The report is unequivocal in its conclusion that:
“… the proposed cap – unless it is set close to 100% – will have little significant impact on overall immigration levels.”
Currently, net migration is around 196,000 but the Tories hope to reduce this by at least half, to the ‘tens of thousands’. The interim cap, by contrast, is cutting immigration by only around 1 per cent.
Given that the cap is likely to be wholly ineffective, the committee’s report looks at alternative ways of reducing net migration. It pinpoints three main areas: Reducing student immigration; restricting those joining family members in the UK; and working to prevent long term rights to settlement. On closer inspection, however, none of these alternatives are really workable – and this is acknowledged to some extent by the committee.
In a somewhat contradictory approach, the committee states that other immigration routes, such as international students, will have to be examined, but then swiftly follows up by stressing the “continuing importance of international students to UK educational institutions and the UK economy”.

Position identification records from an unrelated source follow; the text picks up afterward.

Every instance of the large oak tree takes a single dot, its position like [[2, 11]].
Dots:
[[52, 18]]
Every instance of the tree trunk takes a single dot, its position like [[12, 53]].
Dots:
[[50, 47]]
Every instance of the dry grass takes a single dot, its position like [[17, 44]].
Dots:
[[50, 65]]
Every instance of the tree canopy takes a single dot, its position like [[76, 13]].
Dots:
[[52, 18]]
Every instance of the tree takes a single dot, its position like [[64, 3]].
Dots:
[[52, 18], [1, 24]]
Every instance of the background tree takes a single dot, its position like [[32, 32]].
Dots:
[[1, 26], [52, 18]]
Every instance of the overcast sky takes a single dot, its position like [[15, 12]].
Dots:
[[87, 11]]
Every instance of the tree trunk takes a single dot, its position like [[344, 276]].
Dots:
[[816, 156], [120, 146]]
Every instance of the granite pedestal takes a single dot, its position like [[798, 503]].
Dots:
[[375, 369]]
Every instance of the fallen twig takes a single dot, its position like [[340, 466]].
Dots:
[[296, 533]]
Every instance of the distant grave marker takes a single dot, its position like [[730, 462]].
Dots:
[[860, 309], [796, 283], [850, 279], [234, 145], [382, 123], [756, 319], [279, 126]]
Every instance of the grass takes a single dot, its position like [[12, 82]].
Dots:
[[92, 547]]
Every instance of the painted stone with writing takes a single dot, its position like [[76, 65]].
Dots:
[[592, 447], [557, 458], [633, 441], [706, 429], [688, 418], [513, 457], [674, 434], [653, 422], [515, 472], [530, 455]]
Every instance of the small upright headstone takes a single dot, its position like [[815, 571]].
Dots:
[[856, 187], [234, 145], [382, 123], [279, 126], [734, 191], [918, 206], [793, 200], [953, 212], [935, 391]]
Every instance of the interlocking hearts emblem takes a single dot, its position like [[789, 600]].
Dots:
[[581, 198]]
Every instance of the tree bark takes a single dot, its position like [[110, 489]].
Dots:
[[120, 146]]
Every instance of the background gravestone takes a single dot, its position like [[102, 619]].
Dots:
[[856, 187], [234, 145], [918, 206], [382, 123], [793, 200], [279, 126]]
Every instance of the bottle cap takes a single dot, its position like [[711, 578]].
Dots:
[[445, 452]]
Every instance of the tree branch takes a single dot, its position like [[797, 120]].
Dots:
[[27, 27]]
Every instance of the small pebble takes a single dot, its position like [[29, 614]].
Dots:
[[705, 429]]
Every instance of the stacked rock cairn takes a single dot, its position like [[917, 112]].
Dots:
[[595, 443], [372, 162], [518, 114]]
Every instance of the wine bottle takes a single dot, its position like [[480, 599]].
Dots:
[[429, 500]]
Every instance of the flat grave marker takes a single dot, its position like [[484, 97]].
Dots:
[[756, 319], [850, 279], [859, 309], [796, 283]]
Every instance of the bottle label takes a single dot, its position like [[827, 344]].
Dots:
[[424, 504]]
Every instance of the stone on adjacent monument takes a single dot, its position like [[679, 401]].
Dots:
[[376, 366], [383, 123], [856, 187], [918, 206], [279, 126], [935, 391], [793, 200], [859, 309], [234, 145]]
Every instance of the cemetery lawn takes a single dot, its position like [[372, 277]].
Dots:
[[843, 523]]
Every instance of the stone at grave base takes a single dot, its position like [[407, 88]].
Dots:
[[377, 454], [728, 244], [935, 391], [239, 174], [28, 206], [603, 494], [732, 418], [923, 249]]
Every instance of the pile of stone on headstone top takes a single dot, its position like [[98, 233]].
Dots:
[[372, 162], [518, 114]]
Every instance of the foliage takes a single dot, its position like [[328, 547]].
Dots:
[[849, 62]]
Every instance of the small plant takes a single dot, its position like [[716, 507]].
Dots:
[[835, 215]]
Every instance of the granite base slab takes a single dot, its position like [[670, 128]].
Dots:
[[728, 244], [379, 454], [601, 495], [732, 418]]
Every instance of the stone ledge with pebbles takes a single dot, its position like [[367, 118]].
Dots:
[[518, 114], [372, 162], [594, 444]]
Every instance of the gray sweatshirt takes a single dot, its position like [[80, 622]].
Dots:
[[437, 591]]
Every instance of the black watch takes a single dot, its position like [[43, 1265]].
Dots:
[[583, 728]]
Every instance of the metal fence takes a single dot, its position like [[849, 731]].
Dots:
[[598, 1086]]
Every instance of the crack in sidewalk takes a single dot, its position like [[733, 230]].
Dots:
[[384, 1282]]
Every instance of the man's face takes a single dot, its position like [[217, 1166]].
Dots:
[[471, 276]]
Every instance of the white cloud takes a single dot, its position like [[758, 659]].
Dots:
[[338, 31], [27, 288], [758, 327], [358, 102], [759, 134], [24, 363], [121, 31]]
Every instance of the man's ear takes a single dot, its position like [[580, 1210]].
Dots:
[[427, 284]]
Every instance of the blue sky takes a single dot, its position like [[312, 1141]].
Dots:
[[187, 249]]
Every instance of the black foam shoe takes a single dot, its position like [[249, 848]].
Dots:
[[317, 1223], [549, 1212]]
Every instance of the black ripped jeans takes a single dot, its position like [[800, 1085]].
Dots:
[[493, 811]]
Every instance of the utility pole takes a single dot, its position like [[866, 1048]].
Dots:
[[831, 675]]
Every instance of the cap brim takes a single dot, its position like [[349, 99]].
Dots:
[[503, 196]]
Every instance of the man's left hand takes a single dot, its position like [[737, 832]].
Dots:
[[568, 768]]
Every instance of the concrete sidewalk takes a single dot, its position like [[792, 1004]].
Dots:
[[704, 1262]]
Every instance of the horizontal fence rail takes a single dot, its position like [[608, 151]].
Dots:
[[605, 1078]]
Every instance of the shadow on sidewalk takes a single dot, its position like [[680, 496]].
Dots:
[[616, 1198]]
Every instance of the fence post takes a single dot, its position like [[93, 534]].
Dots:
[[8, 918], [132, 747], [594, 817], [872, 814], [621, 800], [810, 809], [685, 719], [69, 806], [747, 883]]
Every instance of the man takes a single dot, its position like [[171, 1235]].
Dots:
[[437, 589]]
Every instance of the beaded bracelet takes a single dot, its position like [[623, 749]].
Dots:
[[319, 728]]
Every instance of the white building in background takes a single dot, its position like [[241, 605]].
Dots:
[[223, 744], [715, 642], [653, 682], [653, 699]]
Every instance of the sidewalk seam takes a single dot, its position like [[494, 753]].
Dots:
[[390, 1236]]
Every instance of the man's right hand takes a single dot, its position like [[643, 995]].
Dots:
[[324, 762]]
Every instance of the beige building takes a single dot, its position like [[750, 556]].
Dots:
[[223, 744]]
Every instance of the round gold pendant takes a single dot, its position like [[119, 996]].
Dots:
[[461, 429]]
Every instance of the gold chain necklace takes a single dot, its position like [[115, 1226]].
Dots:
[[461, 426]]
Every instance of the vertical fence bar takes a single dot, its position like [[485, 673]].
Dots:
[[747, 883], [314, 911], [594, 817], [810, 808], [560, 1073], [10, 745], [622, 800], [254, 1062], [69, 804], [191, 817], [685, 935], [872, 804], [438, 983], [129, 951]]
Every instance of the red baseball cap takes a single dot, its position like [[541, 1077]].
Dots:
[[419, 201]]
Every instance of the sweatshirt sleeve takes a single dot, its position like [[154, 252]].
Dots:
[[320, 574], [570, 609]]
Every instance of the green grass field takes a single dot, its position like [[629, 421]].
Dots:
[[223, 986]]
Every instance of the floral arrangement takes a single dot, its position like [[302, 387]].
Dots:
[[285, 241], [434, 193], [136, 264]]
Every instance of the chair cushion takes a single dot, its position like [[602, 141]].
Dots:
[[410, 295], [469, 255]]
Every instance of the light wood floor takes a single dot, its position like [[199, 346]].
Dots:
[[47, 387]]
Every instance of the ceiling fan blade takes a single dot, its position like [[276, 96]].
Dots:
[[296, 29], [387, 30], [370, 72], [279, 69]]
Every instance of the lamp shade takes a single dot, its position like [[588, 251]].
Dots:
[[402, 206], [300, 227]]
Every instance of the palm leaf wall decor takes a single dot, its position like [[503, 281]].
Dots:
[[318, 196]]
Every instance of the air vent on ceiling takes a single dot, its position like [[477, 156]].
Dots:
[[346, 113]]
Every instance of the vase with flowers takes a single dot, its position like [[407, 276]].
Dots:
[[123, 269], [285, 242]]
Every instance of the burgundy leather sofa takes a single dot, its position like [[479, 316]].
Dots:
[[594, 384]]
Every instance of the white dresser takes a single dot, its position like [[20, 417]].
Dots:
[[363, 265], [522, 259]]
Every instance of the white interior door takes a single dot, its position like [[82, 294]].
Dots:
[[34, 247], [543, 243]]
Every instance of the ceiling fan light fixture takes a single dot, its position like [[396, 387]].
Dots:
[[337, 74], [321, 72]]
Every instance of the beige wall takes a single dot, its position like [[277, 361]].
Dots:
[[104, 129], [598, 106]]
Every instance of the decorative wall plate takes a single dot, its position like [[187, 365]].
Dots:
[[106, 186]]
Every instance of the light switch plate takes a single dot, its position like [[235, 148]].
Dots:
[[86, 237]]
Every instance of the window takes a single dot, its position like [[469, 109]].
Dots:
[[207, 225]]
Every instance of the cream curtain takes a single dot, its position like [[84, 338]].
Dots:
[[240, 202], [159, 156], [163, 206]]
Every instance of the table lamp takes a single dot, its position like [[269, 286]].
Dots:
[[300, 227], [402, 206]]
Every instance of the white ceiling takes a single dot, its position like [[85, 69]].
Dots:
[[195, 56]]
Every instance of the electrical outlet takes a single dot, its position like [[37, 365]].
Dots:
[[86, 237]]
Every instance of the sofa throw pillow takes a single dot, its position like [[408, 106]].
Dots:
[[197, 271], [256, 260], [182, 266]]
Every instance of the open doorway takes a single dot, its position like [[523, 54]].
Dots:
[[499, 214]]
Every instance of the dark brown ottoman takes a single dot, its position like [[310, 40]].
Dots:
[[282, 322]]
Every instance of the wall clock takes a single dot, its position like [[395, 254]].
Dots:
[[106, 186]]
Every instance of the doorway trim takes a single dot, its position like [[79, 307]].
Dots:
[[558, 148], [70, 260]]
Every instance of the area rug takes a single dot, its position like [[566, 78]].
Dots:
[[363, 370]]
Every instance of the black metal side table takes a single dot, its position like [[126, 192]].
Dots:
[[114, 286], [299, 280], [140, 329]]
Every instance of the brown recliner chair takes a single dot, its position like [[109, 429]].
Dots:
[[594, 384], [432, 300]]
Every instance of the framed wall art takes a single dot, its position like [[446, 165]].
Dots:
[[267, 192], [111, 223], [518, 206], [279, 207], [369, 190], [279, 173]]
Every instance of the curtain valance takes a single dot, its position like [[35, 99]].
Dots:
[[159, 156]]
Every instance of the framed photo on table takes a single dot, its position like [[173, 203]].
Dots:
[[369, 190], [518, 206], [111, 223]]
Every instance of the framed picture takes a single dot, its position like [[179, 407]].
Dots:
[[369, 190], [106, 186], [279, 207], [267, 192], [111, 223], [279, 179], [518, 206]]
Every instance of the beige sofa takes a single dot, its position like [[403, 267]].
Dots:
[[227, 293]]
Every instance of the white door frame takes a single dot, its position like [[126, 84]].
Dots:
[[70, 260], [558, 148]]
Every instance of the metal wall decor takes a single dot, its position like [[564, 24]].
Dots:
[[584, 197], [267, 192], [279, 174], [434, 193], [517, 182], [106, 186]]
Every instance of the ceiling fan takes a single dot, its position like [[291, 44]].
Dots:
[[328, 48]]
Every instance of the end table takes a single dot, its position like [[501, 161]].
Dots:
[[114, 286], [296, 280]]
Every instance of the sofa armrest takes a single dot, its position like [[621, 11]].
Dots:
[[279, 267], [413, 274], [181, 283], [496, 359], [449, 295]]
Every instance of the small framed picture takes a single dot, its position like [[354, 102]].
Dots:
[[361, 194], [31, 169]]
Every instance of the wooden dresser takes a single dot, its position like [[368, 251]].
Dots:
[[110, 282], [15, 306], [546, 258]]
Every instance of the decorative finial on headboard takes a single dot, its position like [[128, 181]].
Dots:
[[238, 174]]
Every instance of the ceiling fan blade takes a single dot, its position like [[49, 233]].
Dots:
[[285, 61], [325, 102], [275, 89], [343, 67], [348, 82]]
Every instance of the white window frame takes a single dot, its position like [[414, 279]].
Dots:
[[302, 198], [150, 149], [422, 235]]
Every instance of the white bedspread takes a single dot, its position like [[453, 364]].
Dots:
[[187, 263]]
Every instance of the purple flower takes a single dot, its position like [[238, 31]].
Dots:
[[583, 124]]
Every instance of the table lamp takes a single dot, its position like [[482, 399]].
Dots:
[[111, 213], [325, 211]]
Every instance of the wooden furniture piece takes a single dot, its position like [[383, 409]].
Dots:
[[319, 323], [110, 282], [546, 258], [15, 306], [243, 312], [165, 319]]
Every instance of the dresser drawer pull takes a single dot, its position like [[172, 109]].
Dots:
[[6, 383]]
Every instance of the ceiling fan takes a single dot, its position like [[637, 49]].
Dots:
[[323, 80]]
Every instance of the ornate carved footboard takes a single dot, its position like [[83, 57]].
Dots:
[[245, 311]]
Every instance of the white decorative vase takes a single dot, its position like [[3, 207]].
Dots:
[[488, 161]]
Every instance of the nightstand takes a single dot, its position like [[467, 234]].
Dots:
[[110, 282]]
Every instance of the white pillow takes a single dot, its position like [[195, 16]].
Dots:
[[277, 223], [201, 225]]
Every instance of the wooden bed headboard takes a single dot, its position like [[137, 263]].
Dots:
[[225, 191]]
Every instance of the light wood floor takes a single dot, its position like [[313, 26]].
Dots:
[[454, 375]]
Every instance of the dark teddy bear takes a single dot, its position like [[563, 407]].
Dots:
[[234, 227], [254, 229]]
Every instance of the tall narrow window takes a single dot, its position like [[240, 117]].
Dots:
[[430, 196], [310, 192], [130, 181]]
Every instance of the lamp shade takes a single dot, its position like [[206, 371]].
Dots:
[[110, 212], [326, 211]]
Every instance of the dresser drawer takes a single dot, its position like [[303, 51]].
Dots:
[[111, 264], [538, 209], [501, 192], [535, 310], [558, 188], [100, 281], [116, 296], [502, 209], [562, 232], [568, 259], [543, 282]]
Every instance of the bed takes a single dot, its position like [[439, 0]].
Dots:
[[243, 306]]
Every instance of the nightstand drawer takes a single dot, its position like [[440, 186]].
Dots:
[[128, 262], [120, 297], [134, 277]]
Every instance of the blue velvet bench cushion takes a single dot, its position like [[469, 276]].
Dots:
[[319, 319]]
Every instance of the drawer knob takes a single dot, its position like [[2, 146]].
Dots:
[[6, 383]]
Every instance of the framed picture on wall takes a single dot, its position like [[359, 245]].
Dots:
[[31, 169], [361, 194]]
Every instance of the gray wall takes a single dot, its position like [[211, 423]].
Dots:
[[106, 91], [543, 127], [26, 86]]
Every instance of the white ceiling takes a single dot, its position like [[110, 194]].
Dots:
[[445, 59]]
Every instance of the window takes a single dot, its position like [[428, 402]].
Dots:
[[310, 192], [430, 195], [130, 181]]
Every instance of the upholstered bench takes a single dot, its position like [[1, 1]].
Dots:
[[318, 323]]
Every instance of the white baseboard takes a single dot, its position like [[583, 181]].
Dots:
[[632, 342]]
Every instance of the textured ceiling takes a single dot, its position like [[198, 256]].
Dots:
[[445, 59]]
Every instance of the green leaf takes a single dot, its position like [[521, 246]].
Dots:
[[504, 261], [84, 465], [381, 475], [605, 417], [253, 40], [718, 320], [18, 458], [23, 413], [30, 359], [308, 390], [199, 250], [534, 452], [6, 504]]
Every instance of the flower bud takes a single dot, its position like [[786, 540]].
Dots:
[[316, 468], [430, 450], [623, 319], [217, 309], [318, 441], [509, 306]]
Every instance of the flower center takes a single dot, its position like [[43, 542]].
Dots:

Keith Vaz, the chair of the committee, says:
“We were particularly concerned about the potential effect on international students. Our evidence underlined their crucial importance to the cultural and intellectual life, as well as finances, of UK educational institutions.
“The government should direct its efforts to tackling those who abuse the system – bogus colleges and visa overstayers – rather than penalising legitimate students.”
Targeting those joining family members in the UK is also unlikely to be a viable alternative.
According to the Immigration Law Practitioners’ Association (ILPA), such an approach could provoke legal challenges under the Human Rights Act which protect the rights to respect for family and private life, and to marry and found a family without discrimination. ILPA states that treating migrants differently, for example by rewarding the migrant with no dependants with extra points, could engage the European Convention of Human Rights.
Preventing long term rights to settlement was also raised as an alternative. This would involve changing the duration of time immigrants are able to stay in the country, such as by weakening the link between work and settlement. But Professor David Metcalf, chair of the Migration Advisory Committee, explains that:
“… any such changes, even if introduced now, would not take effect until 2013–14.”
The committee’s report acknowledges that in order to make an immediate impact on the government’s policy objective then targeting the inflow is key. But this will not be a favourable option for the coalition. The policy of a cap was introduced as an election promise and so a more immediate outcome will be needed if the government is going to save face politically.
Ippr accepts that the government is under pressure to reduce net migration after years of it being high. But it is essential when managing migration that the benefits of migration are not lost. Management and control are best achieved through the points-based system which can be flexible enough to meet the needs of the economy without being restricted by unrealistic, arbitrary limits.
It is now abundantly clear that achieving its policy objective of drastically cutting net migration is going to be an uphill struggle for the government. The coalition faces an unpalatable choice between introducing an ineffective policy that it knows is damaging to the economy and public services, or by finding a way to abandon or redefine the target.